Airbnb revealed the interiors of its new headquarters
Tech company Airbnb opened a new international headquarters in Dublin this week, which is the first building to be designed entirely by scratch bespoke for the company.
The building was an empty space before Airbnb moved in and transformed the 4000m2 warehouse into a series of working and communal areas.
The space was designed by a team led by Airbnb lead interior design Rebecca Ruggles, and local architect Henaghan Peng.
It’s split up into 29 workspaces the Airbnb team is calling “neighbourhoods”, which consist of communal working tables, storage space, standing work areas and lounge spots. There are also kitchen areas and meeting rooms.
Airbnb says it swapped out individual desks for large communal tables to encourage “sharing”, presumably of ideas and resources.
Its meeting rooms have interiors inspired by the styles of different countries, while a large, central staircase connects the basement and ground floors of the building, while doubling as an events and conference space.
Designs of the year were revealed at the new Design Museum
Closely following the opening of the new Design Museum, the Beazley Designs of the Year exhibition opened at the site this week.
The annual exhibition showcases some of the most exciting projects of the year, covering architecture, digital, fashion, graphics, product and transport.
This year’s show includes such projects as the Channel 4 rebrand, David Bowie’s Blackstar album artwork, and a new compass navigation tool for bikes.
The exhibition is open until 19 February 2017, at the Design Museum, 224-238 Kensington High Street, Kensington, London W8 6AG. For more info, head here.
The design industry spoke out about the Government’s attitude to culture and science
Chancellor Philip Hammond delivered his first Autumn Statement last week, detailing where the Government’s money will be spent this year – and pledged billions more funding for science compared to arts and culture.
We spoke to people within the design industry in follow-up to the statement, who told us that the relationship between the two sectors needs to be reconsidered by Government.
“Maybe there is a fundamental misunderstanding with both the cultural and scientific sectors,” says product designer Sebastian Conran. “Creativity is something they both share and digital technology has made a huge impact on culture – but raw tech is an unappetising meal which needs expert designers to prepare it so it is delicious and appealing.”
Read our full analysis piece here.
We learnt why universities might not be the future of design education
This week, designer and ex-university examiner John Spencer told us about why uni isn’t necessarily the best route into design.
In his piece, he vehemently opposed the closure of foundation courses, and argued that universities have become “commercial enterprises” which are failing to teach design students core skills.

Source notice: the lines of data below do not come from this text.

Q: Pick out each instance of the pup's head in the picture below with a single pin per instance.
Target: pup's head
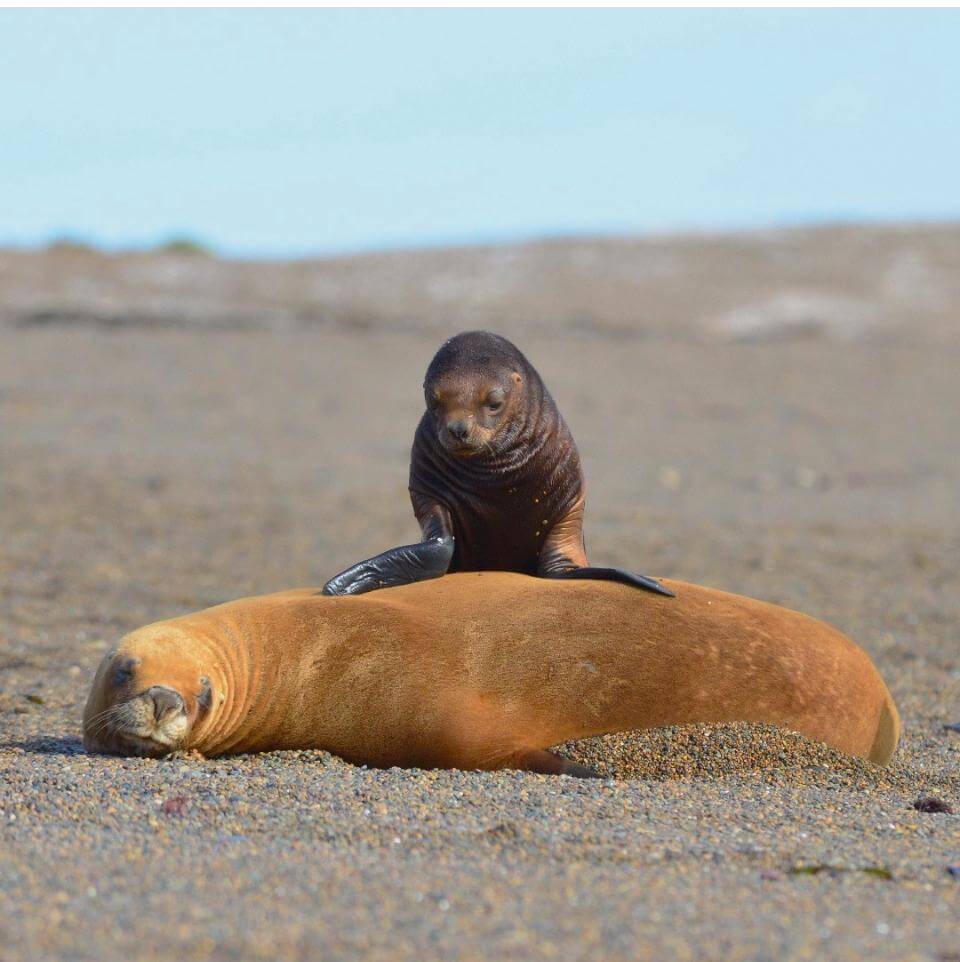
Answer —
(474, 389)
(147, 698)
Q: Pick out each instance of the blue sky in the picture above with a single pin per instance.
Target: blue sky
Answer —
(319, 131)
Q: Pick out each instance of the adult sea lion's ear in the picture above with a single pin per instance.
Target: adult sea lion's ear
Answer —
(205, 698)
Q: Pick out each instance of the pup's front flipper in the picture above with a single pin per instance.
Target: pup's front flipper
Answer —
(613, 574)
(398, 566)
(546, 763)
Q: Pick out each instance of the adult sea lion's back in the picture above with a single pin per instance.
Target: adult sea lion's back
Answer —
(483, 670)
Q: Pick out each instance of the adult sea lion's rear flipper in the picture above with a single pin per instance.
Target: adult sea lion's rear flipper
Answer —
(398, 566)
(613, 574)
(546, 763)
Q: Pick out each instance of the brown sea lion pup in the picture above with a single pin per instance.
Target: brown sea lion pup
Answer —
(479, 671)
(495, 478)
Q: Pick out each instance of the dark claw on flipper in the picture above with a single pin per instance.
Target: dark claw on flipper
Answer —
(398, 566)
(614, 574)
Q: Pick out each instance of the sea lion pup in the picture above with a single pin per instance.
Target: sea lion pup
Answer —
(495, 478)
(479, 671)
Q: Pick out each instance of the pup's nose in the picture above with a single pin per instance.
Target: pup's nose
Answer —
(166, 702)
(459, 430)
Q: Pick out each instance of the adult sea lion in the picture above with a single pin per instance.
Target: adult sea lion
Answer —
(495, 478)
(479, 671)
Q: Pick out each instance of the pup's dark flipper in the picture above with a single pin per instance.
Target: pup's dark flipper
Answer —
(398, 566)
(613, 574)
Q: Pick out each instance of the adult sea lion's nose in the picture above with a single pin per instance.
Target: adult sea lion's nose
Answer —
(166, 702)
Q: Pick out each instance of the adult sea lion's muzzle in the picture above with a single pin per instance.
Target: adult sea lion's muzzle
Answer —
(166, 703)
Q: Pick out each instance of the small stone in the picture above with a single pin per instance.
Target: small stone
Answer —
(932, 805)
(174, 806)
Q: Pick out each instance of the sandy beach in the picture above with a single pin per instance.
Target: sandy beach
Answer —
(771, 415)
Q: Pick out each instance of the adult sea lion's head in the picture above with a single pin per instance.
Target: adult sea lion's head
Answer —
(147, 697)
(476, 389)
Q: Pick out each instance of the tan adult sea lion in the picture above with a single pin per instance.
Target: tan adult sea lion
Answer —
(479, 671)
(495, 478)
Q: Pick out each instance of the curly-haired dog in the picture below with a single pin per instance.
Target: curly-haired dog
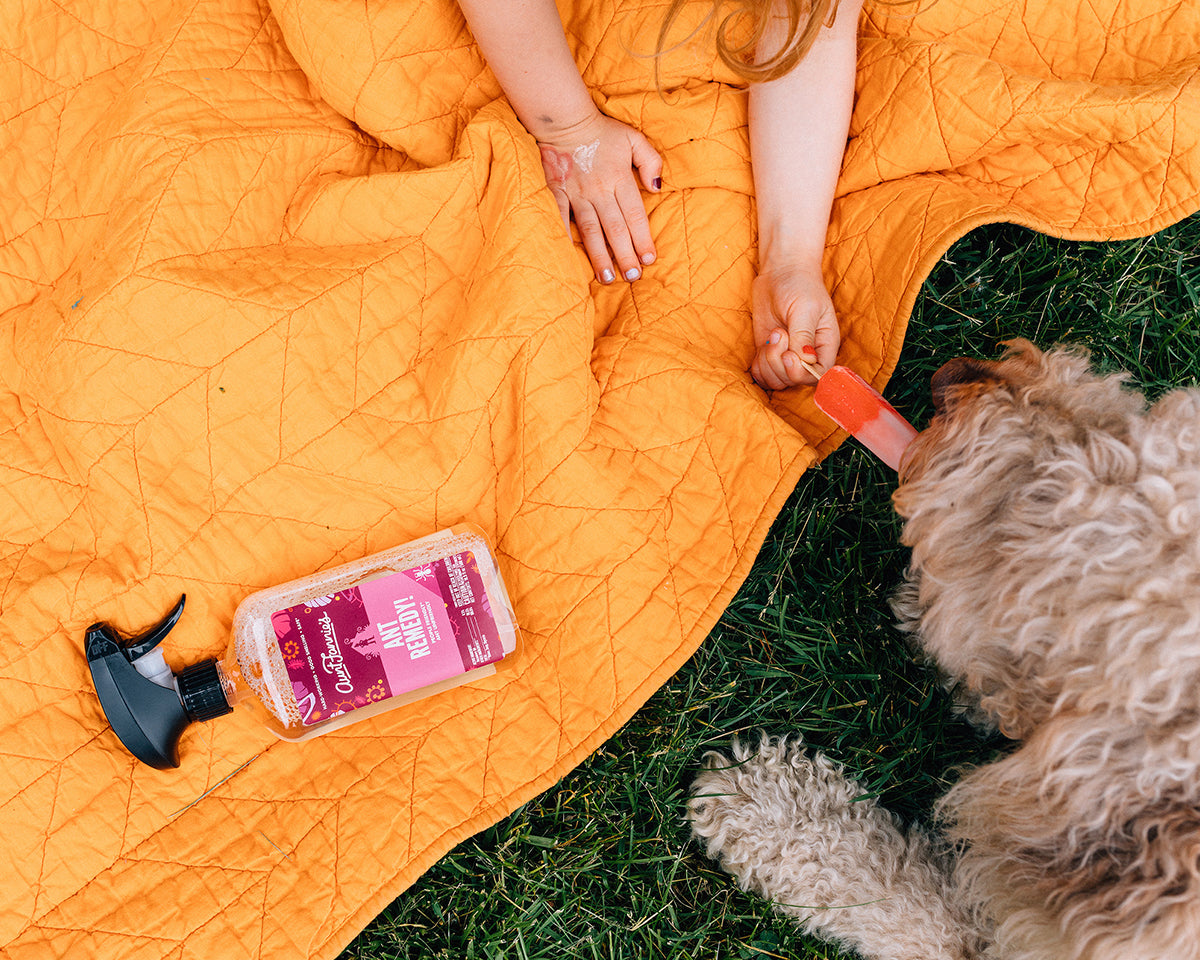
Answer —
(1055, 531)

His words sparked debate, with many readers agreeing that a degree in graphic design isn’t necessary, some disparaging the “academicisation” of art and design, while others noted that “not all art school experiences are like this”.
Read the full piece here.
Apple revealed that it might be bringing back the flip-phone
Flip-phones: reserved for 1990s sitcoms, right? Wrong. Tech giant Apple showed promise this week that it might be reviving the classic, foldable device in smartphone form.
The company had a US patent accepted this week, which shows an electronic device with hinges at its centre, which allow it to flip in half. It also shows more high-tech features, such as a flexible OLED display, a display type allowing for higher resolution which is currently only used in the Apple Watch.
The patent was originally filed in 2014 but has taken two years to be accepted.
Apple is yet to confirm whether it definitely plans to make and manufacture the snap-phone in the future.